Just as there are rules of grammar in composition, there are rules of graphing that help to visualize data for your audience. A well-designed graph should not need much explanation because the graph itself should make the trends in the data visually apparent. A well-designed graph also doesn't need any unnecessary decoration that doesn't convey useful information, such as depth on bars in a 2-D plot. Each of the following terms carries an important meaning.
Dependent and Independent Variables
Imagine that we want to make a graph of the amount of rainfall that occurs at different times of year. Rainfall depends on time of year, but time of year does not depend on rainfall. Therefore, rainfall is the dependent variable and time of year is the independent variable. In some graphs, you may have more than one dependent variable, but never more than one independent variable. For example, you may overlap plots of rainfall in the desert and rainfall in the tropics against time of year, or you could graph inches of rainfall in 2005 and 2006 against time of year.
The independent variable belongs on the x-axis (horizontal line) of the graph and the dependent variable belongs on the y-axis (vertical line). The x and y axes cross at a point referred to as the origin, where the coordinates are (0,0). In graphs with only positive values for x and y, the origin is in the lower left corner.
Each axis needs a scale to show the range of the data on that axis. The low end of the scale may be zero or a round number value slightly smaller than the smallest data point. The high end of the scale is usually a round number value slightly larger than the largest data point. The scale is measured off in major and minor tick marks. Typically the scale runs from low to high in easily counted multiples like 10s, 50s, 100s, etc. When graphs are compared side-by-side, consider scaling them to the same data range to make comparisons easier.
The Axis Labels
Each axis needs a descriptive axis label indicating which variable is represented. For example, the y-axis label might read "Total Rainfall" and the x-axis label might read "Month"
If you are measuring time, you must include the units as well as the numeric values so people will know if you are talking about seconds, minutes, hours, days, years, etc. If you are measuring rainfall, people won't know if you mean inches, millimeters, gallons, etc. unless you include the units. Units should be reported following the axis label, as in "Total Rainfall (inches)."
The Data Points
Typically, each independent measurement represents a point on the graph. If there are multiple data sets being plotted on the same graph, each set should be represented by a unique symbol.
Should you connect the data points with a line? Typically the answer is yes if the data points are part of a series of measurements of the same thing over a period of time, for example. The implication is that the values do not drop back to zero between measurements. However, if you are graphing a scatterplot, you might do a trendline or regression line through the points, but would not connect each one. In some cases, the relationship may not be linear, but exponential or logarithmic, or some other mathematical function, so a curve might be more appropriate than a line. However, there should be a reason why a particular curve is chosen.

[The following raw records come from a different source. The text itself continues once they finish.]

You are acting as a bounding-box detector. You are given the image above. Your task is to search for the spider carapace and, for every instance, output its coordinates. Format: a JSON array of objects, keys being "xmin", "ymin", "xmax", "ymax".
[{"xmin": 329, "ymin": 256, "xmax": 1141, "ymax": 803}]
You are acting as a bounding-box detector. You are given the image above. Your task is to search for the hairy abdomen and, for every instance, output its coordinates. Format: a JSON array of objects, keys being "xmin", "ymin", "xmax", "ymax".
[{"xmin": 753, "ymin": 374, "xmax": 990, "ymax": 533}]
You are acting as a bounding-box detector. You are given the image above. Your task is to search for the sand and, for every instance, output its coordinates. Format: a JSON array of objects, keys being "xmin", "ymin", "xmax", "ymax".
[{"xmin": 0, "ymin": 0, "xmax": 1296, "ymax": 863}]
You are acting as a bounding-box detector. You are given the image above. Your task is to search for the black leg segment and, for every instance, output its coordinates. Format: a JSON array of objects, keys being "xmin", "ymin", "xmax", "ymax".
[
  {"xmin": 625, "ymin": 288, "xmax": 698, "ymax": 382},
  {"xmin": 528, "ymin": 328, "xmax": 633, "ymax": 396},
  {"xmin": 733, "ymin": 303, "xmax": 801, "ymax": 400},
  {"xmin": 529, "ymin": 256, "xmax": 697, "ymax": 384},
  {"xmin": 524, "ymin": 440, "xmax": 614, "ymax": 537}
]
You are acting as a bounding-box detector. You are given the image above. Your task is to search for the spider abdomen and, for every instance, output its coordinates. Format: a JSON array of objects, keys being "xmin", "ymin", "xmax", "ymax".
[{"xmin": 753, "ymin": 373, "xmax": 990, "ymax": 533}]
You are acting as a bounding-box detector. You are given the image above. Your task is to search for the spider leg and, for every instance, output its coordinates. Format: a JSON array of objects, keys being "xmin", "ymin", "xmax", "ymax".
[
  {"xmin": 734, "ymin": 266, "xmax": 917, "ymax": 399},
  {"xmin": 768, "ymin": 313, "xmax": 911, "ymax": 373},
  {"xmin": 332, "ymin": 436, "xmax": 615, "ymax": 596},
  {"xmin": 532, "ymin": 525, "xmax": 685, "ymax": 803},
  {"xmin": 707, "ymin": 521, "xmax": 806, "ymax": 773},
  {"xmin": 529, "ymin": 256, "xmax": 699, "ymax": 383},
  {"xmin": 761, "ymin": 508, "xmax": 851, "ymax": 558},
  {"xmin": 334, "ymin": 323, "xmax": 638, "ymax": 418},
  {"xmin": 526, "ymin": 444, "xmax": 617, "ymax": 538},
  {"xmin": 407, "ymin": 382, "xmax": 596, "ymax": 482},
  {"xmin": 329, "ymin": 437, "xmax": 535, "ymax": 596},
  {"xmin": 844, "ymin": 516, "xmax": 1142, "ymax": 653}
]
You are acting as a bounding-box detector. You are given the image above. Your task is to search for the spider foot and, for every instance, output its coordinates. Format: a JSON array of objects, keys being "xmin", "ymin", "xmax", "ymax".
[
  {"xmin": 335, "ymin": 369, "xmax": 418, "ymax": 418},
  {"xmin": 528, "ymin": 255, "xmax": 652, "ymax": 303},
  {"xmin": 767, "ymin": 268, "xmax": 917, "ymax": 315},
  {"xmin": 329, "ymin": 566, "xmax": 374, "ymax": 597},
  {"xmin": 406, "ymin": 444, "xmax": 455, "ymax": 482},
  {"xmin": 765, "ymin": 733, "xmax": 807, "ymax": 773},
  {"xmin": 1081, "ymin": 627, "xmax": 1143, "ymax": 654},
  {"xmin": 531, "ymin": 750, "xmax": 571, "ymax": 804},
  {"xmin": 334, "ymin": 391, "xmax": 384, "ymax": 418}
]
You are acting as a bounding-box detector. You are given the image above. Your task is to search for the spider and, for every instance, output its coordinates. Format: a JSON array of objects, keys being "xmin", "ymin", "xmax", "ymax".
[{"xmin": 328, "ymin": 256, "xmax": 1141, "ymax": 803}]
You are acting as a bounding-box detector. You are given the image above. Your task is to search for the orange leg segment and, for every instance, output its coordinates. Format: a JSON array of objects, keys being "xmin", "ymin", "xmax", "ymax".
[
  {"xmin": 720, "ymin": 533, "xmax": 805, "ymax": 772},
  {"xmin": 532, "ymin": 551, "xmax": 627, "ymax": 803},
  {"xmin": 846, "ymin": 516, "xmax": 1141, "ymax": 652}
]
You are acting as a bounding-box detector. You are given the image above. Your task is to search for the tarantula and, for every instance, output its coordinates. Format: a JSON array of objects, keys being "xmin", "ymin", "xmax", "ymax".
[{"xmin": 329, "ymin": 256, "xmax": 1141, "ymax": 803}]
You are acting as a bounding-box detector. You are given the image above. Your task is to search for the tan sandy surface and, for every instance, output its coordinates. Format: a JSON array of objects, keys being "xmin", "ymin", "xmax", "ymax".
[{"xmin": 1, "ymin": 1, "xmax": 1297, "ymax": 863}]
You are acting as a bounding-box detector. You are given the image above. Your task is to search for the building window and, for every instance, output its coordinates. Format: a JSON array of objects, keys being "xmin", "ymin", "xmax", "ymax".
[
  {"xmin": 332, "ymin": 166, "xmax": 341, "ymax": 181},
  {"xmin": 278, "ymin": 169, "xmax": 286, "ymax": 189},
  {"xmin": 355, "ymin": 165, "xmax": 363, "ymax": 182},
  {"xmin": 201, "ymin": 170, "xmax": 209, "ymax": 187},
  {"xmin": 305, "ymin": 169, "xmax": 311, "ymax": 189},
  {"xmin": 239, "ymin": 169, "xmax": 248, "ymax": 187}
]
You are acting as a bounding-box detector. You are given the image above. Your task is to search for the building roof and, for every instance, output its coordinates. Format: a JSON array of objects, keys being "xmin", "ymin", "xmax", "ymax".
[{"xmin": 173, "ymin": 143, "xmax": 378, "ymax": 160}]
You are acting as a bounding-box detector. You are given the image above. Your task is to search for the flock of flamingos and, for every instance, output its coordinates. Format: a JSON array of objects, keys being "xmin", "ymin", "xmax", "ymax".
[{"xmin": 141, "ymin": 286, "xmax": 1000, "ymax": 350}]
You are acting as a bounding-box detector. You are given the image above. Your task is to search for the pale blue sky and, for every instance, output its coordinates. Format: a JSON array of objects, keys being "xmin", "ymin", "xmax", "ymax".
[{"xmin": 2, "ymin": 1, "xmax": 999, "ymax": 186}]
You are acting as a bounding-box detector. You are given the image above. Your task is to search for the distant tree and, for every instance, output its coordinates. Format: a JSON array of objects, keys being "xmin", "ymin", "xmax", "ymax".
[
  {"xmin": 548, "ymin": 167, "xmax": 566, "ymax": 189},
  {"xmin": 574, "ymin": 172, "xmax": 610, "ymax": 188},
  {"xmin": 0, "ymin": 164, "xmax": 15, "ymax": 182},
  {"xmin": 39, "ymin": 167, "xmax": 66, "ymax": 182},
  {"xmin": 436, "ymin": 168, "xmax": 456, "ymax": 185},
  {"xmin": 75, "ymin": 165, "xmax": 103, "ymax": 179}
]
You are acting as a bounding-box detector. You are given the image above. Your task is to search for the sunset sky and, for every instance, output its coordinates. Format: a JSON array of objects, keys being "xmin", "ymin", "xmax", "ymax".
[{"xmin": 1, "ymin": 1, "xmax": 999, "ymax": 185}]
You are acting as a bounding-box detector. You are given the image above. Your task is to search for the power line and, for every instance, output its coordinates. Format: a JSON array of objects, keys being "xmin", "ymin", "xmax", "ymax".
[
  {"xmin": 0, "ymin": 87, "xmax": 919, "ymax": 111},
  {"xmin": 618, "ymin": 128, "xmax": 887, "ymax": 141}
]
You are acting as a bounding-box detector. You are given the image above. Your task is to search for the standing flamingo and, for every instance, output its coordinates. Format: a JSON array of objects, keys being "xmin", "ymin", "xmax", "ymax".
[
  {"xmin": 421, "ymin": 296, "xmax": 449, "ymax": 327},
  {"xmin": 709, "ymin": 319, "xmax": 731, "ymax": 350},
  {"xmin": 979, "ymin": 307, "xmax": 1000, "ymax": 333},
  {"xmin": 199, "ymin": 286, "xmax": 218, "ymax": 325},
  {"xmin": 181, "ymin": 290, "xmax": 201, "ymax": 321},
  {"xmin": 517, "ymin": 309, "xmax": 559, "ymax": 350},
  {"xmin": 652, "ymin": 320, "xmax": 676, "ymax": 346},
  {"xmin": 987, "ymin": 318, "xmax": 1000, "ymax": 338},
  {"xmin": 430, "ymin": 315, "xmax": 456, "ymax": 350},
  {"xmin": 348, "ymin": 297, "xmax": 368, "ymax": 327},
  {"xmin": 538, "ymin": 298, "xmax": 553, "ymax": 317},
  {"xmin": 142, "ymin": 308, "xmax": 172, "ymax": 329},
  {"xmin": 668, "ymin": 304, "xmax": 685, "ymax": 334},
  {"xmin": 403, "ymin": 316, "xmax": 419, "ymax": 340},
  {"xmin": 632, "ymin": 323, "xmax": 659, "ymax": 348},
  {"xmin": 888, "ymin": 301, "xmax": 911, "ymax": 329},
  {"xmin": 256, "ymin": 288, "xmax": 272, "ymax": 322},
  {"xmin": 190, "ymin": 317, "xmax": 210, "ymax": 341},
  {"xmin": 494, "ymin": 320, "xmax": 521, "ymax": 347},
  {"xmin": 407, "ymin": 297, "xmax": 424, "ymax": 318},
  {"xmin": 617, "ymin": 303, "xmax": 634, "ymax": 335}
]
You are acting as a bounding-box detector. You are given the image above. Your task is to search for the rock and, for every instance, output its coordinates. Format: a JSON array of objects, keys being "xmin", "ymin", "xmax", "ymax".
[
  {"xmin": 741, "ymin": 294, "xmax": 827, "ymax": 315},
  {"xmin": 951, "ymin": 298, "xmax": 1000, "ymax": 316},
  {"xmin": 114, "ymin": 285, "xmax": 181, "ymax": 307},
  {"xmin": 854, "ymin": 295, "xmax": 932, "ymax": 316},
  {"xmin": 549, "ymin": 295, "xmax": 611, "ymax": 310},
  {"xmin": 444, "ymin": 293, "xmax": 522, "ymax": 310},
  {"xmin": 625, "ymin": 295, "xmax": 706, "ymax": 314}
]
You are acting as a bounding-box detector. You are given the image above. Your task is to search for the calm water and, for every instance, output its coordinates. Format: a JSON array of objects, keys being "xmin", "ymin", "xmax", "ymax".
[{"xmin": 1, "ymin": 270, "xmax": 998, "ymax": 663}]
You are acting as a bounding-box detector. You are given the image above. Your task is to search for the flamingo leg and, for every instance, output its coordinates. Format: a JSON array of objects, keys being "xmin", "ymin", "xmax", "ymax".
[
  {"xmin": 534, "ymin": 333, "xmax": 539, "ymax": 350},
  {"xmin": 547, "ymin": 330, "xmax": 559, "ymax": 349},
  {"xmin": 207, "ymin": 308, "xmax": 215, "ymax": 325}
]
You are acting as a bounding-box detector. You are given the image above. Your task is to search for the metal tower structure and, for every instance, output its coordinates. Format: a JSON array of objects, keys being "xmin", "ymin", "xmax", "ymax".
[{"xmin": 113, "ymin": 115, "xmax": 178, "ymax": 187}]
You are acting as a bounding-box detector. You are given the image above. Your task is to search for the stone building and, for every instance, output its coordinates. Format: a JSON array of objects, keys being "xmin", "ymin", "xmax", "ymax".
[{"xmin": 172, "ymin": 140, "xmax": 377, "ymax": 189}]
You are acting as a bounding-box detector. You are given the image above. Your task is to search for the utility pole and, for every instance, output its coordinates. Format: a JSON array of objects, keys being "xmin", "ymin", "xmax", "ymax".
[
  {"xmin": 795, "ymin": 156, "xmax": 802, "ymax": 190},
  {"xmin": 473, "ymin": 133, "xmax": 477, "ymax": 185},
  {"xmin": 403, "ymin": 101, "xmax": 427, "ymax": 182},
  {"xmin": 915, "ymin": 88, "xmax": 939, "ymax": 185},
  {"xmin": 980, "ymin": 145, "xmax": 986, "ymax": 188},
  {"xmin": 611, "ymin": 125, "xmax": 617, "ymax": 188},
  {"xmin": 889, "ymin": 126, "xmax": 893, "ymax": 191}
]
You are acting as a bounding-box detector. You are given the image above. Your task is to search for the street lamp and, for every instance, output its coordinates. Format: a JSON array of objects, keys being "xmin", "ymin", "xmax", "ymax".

The legend becomes important when you are graphing more than one dependent variable. For example, your legend might indicate that green lines or bars represent rainfall in the tropics while brown lines or bars represent rainfall in the desert region.
Use of Color
Colors or patterns should be used to help convey information, but should not be used simply for decoration. In the previous example, why were green and brown chosen? If the colors were reversed, would this be better or worse? Why?
Which Visual Representation?
The type of data you are presenting may be better suited for one kind of graph than another. For example, if your measurements are periodic samples of an ongoing event, like rainfall each day, then a line with points helps to convey that message. If on the other hand, you are first averaging across distinct units of time like months, then bars might work better. If you are trying to visually display the pieces of a whole, a piechart might be a good choice.
Each point on the graph might represent a single data point, or the average of a collection of measurements at that point. In that case, it would be appropriate to express the range of variation around that point. Typically the error around the mean is expressed as the standard deviation, but with small sample sizes, the standard error is sometimes used.
The title should be a brief statement describing the subject of the graph, but should not describe or interpret the results.
What not to include
The graph should only include elements that enhance the interpretation, and there should be a minimum of visual adornment. For example, bars should not be 3-D unless the third dimension adds information.